作者と教科書会社の意向

 伝記「手塚治虫」で、作者の国松俊英さんが何を伝えたかったのかを考えてみます。
 ここで考慮しないといけないのは、教科書会社側の意向です。
 国松さんに原稿依頼するのは、教科書会社です。
 5年生国語の最後の単元に、この伝記を持ってきた意図が教科書会社側にはあるはずなのです。
 それを考え合わせると、作者の言いたいことはだいたい見えてきます。

 好きなこと・得意なことを努力してやり続けることで、人は、困難に立ち向かうことができ、多くの人のためになる仕事をも残していけるものだ。

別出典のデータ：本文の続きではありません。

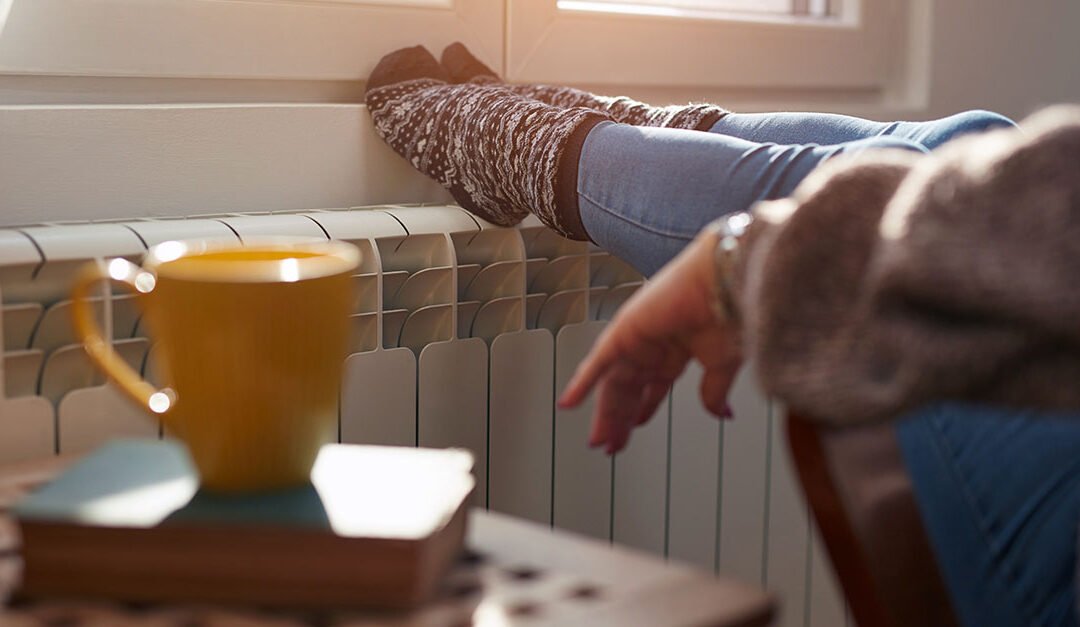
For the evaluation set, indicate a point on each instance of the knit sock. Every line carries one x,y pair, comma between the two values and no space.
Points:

「もうすぐ6年生になる皆さんも、ぜひ、好きなこと・得意なことを見つけ、そ れを努力でより高めて、人生をよりよく生きていってください。」
というようなことを言いたいのでしょう。
 それゆえに、この伝記では、治虫がいじめられたり、戦争に出会ったりする困難があり、それが得意なマンガ、好きなマンガによって、その困難を乗り越えていけたことが書いてあるのです。
 手塚治虫がどんなにすごい仕事をしたかだけを紹介しただけの伝記では、上記のようなメッセージは生まれてこないのです。